Wer
einmal lügt, ...
Berlin
- Im vergangenen Jahr trug Claude Lanzmann
(Foto) in Berlin Auszüge aus seinen Memoiren 'Le lièvre de
Patagonie (Der patagonische Hase) vor. Der 23-jährige Lanzmann
war 1949 von der französischen Militärregierung als Lektor für Literatur an der Freien Universität Berlin
(FU) angestellt worden. Deren Rektor Edwin Redslob
griff Lanzmann Anfang 1950 in einer Schmähschrift für die sowjetisch
kontrollierte 'Berliner Zeitung' als NS-Aktivisten
an. Dem Pamphlet war ein angeblich von Redslob
verfasstes, aber tatsächlich gefälschtes, Widmungsgedicht an Emmy Göring zur Seite
gestellt. Lanzmann behauptete jetzt, wegen seiner
'Enthüllungen' sei Redslob damals unverzüglich
entlassen worden. Sofort nach dieser Lüge verbreiteten
alle großen Dulli-Zeitungen diese Nachricht über den einstigen Sturz des FU-Rektors. Lanzmann selbst kolportierte Varianten seiner Tat in Interviews.
Auch der Wikipedia-Eintrag zu Edwin Redslob wurde entsprechend verändert. Der Protest von FU-Gründungsstudenten gegen Lanzmanns
Fälschung blieben wirkungslos.
Tatsächlich war Lanzmann 1949 und 1950 ein
Unbekannter, Edwin Redslob aber ein berühmter Mann. Er gestaltete
im Auftrage der Weimarer Republik Geldscheine, Münzen, Briefmarken, Urkunden, Medaillen, Flaggen, Reichsadler,
Amtsschilder, Dienstsiegel und das zentrale Ehrenmal für die Kriegstoten. Er inszenierte die jährlichen Verfassungsfeste, das
'Goethejahr' 1932, die Trauerfeiern für Rathenau, Friedrich Ebert und Gustav Stresemann. 1933
wurde er entlassen. Nach Kriegsende 1945 gehörte er zu den Gründern des
Tagesspiegels, der bedeutendsten Zeitung der Berliner Westsektoren.
Deswegen wurde Redslob, zunächst Ordinarius der Humboldt-Universität im Ostsektor, 1946
sofort wieder entlassen. Im Angesicht der
sowjetischen Blockade gehörte er zu den Gründern
der 'Freien Universität FU' in den Westsektoren, die am 4.Dezember 1948 ihre Arbeit aufnahm.
Als Lanzmann 1949 nach Berlin kam, gehörten die
Ostberliner Verleumdungen gegen die FU zum festen Repertoire der Ostberliner Zeitungen.

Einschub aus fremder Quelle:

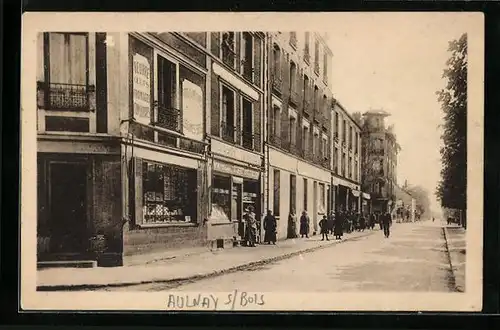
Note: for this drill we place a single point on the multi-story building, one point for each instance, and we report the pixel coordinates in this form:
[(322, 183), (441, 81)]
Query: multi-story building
[(298, 144), (346, 160), (237, 89), (380, 150), (146, 140)]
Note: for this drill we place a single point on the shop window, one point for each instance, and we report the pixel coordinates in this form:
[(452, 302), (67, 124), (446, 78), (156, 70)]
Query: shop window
[(305, 194), (247, 60), (168, 116), (228, 114), (293, 192), (66, 71), (169, 194), (221, 198), (276, 201), (247, 132)]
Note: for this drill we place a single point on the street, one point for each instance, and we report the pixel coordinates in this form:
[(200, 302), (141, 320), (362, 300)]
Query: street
[(413, 258)]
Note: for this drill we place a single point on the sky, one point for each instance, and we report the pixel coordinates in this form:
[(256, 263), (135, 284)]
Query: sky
[(396, 64)]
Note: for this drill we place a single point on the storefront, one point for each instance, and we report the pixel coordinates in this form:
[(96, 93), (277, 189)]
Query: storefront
[(234, 189)]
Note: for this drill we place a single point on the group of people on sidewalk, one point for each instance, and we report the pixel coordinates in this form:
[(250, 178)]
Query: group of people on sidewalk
[(335, 223)]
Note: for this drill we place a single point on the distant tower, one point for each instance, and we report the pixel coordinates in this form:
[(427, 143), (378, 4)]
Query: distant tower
[(379, 159)]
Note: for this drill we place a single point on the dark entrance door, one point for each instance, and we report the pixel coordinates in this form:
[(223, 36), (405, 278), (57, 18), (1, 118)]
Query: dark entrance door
[(68, 209)]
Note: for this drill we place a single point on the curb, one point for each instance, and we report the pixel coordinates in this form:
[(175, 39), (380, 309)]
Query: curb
[(453, 283), (180, 280)]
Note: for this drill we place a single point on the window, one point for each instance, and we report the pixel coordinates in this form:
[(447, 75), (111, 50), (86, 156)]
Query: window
[(306, 88), (293, 39), (322, 197), (275, 128), (276, 62), (227, 47), (316, 57), (344, 133), (305, 194), (247, 131), (66, 84), (293, 131), (305, 139), (228, 112), (276, 202), (168, 116), (293, 192), (306, 46), (316, 98), (247, 52), (169, 193), (325, 67)]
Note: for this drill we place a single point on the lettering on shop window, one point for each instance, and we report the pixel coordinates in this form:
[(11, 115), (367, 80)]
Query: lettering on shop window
[(141, 89)]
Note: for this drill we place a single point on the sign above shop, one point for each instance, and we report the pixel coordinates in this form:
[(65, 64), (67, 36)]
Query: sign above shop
[(235, 170), (141, 89)]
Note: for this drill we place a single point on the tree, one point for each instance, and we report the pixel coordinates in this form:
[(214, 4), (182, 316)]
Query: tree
[(451, 189), (422, 199)]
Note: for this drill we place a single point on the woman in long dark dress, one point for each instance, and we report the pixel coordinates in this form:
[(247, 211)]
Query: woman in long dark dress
[(338, 229), (304, 225), (270, 228)]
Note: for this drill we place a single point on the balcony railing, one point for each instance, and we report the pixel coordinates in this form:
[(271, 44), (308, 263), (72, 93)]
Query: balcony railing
[(169, 118), (247, 140), (168, 139), (70, 97), (277, 83), (275, 140), (227, 132)]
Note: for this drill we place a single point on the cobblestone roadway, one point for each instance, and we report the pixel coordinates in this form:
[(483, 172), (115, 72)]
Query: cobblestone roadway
[(413, 259)]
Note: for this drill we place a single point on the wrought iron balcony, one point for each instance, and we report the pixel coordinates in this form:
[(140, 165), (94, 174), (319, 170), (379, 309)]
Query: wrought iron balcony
[(247, 140), (277, 83), (169, 118), (227, 132), (68, 97)]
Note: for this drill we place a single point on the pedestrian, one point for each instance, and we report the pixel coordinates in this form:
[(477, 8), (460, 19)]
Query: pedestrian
[(304, 225), (331, 222), (292, 225), (386, 223), (362, 222), (372, 221), (338, 229), (270, 228), (251, 224), (323, 225)]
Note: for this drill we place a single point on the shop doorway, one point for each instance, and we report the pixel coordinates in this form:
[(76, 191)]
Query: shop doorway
[(68, 209)]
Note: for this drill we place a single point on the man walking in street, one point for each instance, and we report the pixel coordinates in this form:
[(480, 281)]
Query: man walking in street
[(386, 223)]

Lanzmann, überzeugter Stalinist, reihte sich gerne
in diese SED-Propaganda-Kampagne ein. Für die Berliner Zeitung war es ein gefundenes Fressen, dass ein publizistischer Überläufer aus dem Westen bereitwillig Auskunft über die
'Demokraten' der FU lieferte. Was er schrieb, blieb
allerdings ohne jede Wirkung. Erst gut ein Jahr später endete Redslobs Amtszeit als
FU-Rektor regulär. Entlassen, wie Lanzmann behauptet, wurde
Redslob nicht. Lanzmann selbst bekam allerdings Ärger mit dem französischen Stadtkommandanten General Ganeval, dem Lanzmanns Seminar missfiel: Er wurde gemaßregelt und musste sein Seminar beenden, lebte fortan ein halb legales Abenteuerleben,
und schrieb er Reportagen über den Alltag im Ostsektor. In seinen
Erinnerungen erwähnt Lanzmann jetzt noch begeistert die
kommunistischen 'Weltjugendfestspiele' in der neu gegründeten DDR:
"In diesen großen roten Gemeinschaftsfesten gab
es .. etwas Mächtiges und Brüderliches".
Dies Jahr soll Lanzmanns Buch bei Rowohlt auf
Deutsch erscheinen. Die Redslob-Episode wird dabei nicht die einzige sein, in der Lanzmanns
Interpretation die Wahrheit überlagert. Der Autor
stilisiert sich zum omnipräsenten Akteur, zum Rächer der Juden, dessen
Film 'Shoah' sich in das kollektive Gedächtnis der ganzen Welt
einbrennen sollte. Trotz der nachgewiesenen
Fälschungen will Lanzmann seinen Text unverändert
als Tatsachenbericht dem deutschen Publikum
vorsetzen.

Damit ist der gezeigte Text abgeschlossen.